I was surprised to hear that my husband experiences discrimination. Part of seeing someone as a minority is seeing him as other. So, because he's my husband, I don't think of him as a minority. But here's an example he gave me: He works with a think tank that researches solutions to homelessness. Sometimes when he meets with leaders of homeless shelters, the leaders mistake my husband for one of the homeless. This never happens to his counterpart: Jay Alexander .
But my husband kept telling me it doesn't matter. He said that to me once a week for nine months until I believed him.
What did I know? I have never had a name that identifies me as a minority, so I don't know what it's like. My great-grandfather changed the family name so that it would not sound Jewish and his sons could get through Harvard's quota system. (The change worked, they got in.) In the family tradition of changing one's name for one's politics, I changed my last name when I was in my early twenties because I didn't want to be part of a patriarchal naming structure. (In this case, I'm not sure if the change did anything.)
My husband always says, “It's no big deal.” But now I am sure that it is a big deal.

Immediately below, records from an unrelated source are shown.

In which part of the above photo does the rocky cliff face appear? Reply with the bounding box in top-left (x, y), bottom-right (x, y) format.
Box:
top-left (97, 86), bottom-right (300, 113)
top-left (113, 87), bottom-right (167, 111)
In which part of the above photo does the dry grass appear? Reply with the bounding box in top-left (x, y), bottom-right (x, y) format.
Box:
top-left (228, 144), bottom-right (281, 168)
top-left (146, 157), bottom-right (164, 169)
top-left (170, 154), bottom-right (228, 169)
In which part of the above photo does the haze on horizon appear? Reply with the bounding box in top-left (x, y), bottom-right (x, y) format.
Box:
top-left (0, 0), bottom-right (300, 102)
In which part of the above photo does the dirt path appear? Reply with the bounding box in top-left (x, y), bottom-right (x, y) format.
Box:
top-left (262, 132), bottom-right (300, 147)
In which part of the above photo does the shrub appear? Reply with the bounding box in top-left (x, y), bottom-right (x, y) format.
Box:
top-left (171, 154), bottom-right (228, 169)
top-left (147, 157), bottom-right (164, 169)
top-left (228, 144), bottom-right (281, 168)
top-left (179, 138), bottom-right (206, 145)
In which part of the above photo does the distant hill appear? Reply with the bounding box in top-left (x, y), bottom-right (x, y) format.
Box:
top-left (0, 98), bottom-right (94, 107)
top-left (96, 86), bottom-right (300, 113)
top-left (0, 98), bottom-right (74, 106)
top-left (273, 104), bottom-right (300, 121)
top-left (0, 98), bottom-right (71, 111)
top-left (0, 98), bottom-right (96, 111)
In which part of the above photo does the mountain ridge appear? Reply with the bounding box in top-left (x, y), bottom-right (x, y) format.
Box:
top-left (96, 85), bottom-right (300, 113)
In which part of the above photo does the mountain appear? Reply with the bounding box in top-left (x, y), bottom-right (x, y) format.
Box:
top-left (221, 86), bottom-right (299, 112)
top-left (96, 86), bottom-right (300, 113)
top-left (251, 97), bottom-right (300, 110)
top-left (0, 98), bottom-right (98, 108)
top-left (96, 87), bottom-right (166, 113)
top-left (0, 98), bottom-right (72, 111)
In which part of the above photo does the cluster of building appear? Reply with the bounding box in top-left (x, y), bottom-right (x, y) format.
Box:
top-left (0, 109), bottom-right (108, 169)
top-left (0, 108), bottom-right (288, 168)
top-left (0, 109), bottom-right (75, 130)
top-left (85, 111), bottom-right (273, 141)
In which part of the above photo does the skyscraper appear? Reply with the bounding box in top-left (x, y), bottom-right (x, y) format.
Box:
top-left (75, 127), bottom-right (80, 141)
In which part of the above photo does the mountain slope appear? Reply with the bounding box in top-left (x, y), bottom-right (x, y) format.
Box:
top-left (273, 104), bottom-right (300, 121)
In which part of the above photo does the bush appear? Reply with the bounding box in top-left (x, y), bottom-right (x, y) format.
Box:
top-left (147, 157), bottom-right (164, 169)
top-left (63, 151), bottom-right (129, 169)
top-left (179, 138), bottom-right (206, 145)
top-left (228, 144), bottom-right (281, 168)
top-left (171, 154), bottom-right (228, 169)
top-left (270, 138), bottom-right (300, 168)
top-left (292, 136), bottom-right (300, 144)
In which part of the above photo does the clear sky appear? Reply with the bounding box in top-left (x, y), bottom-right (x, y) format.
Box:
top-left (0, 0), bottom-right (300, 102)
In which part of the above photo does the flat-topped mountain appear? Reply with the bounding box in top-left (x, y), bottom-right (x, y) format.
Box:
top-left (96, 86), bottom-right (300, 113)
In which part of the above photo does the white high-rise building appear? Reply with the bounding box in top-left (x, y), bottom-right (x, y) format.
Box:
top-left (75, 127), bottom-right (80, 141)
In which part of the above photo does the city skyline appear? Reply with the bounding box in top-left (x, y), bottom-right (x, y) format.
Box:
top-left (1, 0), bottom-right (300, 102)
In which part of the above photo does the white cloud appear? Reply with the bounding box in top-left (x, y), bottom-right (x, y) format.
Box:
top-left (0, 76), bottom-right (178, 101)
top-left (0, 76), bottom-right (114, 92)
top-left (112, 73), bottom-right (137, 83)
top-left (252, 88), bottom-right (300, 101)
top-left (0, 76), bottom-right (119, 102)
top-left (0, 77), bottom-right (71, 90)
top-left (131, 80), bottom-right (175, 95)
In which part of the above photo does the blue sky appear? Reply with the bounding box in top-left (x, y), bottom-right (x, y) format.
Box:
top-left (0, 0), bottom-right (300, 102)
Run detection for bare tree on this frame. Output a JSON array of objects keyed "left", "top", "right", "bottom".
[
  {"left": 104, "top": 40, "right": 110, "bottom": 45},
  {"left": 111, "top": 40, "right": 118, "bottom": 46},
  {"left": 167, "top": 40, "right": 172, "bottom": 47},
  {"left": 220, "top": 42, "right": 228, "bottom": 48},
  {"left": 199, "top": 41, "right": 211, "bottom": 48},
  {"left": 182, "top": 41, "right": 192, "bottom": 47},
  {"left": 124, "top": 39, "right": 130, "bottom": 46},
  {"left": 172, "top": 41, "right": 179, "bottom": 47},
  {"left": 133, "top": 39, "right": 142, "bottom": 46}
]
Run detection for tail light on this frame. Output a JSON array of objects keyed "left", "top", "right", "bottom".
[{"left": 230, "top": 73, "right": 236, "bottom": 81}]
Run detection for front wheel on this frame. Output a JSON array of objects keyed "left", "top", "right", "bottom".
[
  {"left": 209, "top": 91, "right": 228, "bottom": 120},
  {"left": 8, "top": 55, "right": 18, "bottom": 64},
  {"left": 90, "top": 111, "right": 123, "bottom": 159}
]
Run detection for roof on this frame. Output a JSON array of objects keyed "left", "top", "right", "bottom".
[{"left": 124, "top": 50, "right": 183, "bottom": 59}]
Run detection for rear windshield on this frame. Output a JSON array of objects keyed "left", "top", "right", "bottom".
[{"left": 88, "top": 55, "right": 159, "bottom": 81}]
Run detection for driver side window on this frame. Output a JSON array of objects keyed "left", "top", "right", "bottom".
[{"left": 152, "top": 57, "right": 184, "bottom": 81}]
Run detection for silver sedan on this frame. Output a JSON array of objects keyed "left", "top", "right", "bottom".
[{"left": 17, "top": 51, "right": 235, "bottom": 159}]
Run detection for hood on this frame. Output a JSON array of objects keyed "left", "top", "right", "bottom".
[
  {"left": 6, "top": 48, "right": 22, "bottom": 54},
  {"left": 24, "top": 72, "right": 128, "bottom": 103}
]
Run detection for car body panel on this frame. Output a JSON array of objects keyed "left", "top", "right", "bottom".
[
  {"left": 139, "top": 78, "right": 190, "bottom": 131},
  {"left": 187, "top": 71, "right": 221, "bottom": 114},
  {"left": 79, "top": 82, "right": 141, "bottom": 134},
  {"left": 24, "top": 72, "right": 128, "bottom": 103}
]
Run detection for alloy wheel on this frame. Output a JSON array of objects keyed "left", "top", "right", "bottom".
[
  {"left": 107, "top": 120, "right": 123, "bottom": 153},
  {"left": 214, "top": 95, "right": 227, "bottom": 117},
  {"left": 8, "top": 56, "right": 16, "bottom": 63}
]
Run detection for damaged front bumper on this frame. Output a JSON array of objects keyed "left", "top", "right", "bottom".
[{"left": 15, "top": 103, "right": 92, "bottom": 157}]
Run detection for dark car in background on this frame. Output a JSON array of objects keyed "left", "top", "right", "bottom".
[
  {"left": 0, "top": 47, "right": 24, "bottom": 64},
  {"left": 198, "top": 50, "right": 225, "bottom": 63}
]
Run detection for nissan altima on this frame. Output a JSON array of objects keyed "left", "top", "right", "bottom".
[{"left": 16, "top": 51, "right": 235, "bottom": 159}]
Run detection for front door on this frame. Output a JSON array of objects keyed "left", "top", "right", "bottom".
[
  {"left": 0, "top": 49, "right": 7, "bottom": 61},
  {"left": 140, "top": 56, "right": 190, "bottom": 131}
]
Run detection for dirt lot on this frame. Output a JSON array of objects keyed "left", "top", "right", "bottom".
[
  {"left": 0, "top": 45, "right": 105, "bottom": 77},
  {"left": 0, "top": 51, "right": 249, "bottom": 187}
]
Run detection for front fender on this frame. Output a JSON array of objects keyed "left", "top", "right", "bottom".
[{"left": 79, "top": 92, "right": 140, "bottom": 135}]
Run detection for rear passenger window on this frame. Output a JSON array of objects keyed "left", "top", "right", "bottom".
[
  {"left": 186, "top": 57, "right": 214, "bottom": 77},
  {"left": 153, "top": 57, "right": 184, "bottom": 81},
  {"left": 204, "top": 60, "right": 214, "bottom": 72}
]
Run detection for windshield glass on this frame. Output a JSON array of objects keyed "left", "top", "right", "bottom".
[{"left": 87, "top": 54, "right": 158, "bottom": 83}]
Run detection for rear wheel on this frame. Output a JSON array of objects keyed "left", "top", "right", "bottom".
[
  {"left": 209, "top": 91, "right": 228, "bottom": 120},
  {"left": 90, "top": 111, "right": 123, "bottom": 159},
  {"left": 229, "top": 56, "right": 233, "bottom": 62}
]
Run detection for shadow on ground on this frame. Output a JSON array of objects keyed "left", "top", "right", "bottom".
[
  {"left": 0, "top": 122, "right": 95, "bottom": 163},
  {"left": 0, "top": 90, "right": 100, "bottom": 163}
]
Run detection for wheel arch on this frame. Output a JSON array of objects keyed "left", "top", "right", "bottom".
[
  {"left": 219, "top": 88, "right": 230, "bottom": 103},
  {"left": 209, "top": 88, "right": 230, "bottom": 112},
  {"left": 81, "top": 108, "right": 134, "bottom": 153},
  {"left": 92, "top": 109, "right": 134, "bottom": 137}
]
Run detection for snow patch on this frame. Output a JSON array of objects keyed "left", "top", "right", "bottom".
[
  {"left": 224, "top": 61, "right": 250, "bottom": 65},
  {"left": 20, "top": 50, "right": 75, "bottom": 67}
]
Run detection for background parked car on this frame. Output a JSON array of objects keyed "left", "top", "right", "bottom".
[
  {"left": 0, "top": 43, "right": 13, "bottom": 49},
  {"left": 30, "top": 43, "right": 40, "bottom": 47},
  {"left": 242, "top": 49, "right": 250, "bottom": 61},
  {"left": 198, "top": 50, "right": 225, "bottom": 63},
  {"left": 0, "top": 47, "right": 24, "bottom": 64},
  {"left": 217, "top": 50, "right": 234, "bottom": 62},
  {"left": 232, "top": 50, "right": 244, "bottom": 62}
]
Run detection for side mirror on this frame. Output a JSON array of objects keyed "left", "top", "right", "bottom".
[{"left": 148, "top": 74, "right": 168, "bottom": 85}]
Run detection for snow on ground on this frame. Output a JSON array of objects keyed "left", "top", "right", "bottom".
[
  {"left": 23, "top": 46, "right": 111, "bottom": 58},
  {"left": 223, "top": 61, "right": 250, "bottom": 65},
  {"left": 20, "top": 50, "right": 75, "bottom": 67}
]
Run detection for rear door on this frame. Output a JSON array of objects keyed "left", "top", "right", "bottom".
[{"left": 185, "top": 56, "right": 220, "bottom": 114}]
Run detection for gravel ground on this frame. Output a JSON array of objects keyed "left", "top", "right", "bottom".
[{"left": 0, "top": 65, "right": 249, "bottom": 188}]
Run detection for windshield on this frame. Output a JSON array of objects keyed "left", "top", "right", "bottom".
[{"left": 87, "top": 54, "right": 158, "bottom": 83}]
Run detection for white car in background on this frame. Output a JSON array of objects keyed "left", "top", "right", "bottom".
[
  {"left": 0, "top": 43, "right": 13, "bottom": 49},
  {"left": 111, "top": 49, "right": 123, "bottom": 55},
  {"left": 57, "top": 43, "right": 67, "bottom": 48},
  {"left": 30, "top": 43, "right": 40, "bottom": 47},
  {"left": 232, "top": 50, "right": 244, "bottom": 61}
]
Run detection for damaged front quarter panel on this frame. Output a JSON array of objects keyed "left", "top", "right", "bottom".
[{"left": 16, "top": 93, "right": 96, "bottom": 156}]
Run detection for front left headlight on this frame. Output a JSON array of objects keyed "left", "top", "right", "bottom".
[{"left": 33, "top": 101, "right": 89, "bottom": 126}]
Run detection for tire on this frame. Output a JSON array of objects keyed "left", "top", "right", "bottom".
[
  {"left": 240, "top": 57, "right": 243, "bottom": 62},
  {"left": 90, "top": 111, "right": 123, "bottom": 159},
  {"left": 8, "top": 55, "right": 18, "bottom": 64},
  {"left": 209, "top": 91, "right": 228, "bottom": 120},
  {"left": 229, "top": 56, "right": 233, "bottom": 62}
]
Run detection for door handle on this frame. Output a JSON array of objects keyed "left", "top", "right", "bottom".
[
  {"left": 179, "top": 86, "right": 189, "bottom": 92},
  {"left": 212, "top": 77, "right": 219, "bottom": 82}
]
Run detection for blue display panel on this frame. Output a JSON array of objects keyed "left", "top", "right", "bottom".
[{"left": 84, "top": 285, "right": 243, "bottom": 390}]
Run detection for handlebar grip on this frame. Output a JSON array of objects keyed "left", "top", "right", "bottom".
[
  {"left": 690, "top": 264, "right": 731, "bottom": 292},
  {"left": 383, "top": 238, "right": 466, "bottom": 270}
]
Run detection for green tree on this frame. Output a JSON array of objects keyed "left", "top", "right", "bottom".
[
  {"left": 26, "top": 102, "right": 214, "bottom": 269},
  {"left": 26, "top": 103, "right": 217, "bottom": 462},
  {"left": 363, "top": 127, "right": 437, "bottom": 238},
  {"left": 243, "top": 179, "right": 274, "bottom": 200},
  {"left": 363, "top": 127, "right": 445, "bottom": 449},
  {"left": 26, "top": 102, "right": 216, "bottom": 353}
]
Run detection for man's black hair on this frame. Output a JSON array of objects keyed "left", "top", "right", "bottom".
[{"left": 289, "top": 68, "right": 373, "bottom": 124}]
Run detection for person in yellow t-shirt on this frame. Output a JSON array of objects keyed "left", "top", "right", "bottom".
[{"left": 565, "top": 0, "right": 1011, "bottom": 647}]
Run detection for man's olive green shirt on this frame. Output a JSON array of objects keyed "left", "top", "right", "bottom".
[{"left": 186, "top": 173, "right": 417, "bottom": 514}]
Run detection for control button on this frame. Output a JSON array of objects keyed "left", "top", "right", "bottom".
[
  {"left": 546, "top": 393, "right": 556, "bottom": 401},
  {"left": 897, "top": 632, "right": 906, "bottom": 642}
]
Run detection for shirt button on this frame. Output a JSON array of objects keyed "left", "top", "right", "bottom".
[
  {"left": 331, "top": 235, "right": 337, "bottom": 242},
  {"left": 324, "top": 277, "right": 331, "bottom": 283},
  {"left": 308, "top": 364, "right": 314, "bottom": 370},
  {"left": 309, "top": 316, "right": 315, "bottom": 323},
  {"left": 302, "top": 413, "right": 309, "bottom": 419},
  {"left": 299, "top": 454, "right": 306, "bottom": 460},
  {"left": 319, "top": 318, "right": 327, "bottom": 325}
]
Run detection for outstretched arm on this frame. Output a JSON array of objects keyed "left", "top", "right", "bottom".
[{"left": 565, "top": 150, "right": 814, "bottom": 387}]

A recent study from the University of Chicago and MIT shows that people who have names that are typically from minorities are much less likely to get a job. In this study, hundreds of fake resumes with very similar qualifications were sent in response to entry-level job advertisements. A resume from a name like Amy Alexander was fifty percent more likely to get an interview than a resume from a name like Latoya Washington.
This shouldn't surprise me — of course people like to hire people who are like them. And minorities are not running the show in corporate America. In fact, I am guilty, also. Even though I know that diversity enhances workplace success, I also know that managing someone like myself is a lot easier than managing someone who's not like me; it's so much easier to lead people who are already thinking in the same way that I am.
So I can talk until I'm blue in the face about diversity, but I have to admit that I have preconceptions about someone with the last name of Rodriguez and someone whose last name is Alexander. I don't want to have preconceptions, but we can't always control those things. So I thought of changing my son's last name, but then I thought, that's a cop out.
I want to believe that we can control how we approach resumes so that we mitigate our preconceptions by reading resumes without reading names. Each of us is more likely to interview more minorities if we do not read names. It's a simple process that will teach each of us something about our prejudices and ourselves.
While studies show that managing diversity improves one's career, people still resist hiring diverse teams. This means the issue of diversity is no longer convincing people it's good for the office, the issue is convincing individual people that they are part of the problem. And each of us is. So give name-blind resumes a try. See what happens. And who knows? Maybe one day, that resume you might have skipped will be my son's.